A percepção advinda da obrigatoriedade de ter de morar junto ou perto do conflito pelo controle do comércio ilegal é distinta. Os moradores do “asfalto”, categoria onde me incluía até mudar-me para o Rio Grande do Sul, percebiam a dominação territorial das redes de quadrilha que atuam no varejo do tráfico de forma esporádica. Caso sejam vizinhos de comunidades (morros, favelas e conjuntos habitacionais favelizados), existe o risco de bala perdida (tiros de fuzil a esmo!) e por tanto, chances reais de perder a vida. Já para os habitantes das chamadas “áreas de risco”, a percepção do conflito é permanente.
Entramos aqui no problema, o da legitimidade das forças da ordem diante de uma população abandonada à própria sorte por quase trinta anos. Os moradores de comunidades viram como em pouco mais de uma geração, transformou-se em cultura aquilo que era código de sobrevivência. A dominação territorial de um espaço da cidade embora não urbanizado leva ao conflito de identidades e a difícil situação de ter de obedecer a dois poderes simultâneos.
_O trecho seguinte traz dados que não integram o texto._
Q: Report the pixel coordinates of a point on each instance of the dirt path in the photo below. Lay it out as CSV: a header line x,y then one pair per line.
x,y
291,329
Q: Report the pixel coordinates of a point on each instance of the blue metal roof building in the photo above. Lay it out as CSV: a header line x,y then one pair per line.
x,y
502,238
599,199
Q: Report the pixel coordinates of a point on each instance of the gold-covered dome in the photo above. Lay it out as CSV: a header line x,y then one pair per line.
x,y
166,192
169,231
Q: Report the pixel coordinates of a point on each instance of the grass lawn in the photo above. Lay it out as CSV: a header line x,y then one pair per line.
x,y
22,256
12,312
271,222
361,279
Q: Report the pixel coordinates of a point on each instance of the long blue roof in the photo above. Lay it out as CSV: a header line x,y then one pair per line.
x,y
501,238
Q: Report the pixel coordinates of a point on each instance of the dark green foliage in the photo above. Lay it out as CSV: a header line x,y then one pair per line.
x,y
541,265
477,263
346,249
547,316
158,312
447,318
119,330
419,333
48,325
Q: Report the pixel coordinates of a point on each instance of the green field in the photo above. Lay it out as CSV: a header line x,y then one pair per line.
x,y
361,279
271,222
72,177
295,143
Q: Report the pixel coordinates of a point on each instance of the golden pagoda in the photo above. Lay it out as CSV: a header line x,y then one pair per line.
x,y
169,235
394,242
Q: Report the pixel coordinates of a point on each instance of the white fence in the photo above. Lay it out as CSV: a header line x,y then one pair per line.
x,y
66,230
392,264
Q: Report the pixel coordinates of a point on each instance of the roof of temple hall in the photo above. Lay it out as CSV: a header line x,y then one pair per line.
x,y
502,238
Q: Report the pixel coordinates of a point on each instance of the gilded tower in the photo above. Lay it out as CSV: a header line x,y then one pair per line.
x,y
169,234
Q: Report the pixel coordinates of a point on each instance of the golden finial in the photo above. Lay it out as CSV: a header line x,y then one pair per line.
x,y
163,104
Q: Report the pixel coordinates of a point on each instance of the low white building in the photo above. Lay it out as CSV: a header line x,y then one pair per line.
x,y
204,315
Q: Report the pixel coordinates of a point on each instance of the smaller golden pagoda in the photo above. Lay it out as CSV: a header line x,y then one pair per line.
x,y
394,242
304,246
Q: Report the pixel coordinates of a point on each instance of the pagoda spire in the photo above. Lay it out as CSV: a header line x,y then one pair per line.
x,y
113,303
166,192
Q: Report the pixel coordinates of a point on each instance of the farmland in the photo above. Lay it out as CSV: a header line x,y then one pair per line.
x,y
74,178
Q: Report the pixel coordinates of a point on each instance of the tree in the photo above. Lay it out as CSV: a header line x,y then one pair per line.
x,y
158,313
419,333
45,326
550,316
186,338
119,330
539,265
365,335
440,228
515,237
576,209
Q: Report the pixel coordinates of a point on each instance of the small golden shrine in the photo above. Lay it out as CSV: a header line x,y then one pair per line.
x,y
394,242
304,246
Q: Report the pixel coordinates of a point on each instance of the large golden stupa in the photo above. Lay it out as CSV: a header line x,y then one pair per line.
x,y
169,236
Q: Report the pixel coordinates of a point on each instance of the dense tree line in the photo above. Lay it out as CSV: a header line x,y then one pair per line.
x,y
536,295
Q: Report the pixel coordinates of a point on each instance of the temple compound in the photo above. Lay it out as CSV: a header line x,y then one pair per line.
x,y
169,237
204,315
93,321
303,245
Digo mais, não apenas obedecer, mas gerar adesão, sentindo-se cúmplices ou pelo menos “compreensivos” das exigências de um ou outro poder. É sabido que quando os narcotraficantes têm arraigo nos seus locais, a sensação de ordem e bem estar é maior do que o abandono do Estado ou, para piorar, a “invasão” de forças externas, como a própria PM, uma facção rival ou os paramilitares. Já a relação com o Estado, além de ser deficiente, é sempre de desconfiança. Como é possível confiar numa instituição policial cuja imagem, até o início da ação bélica, era avaliada como sendo violenta e endemicamente corrupta?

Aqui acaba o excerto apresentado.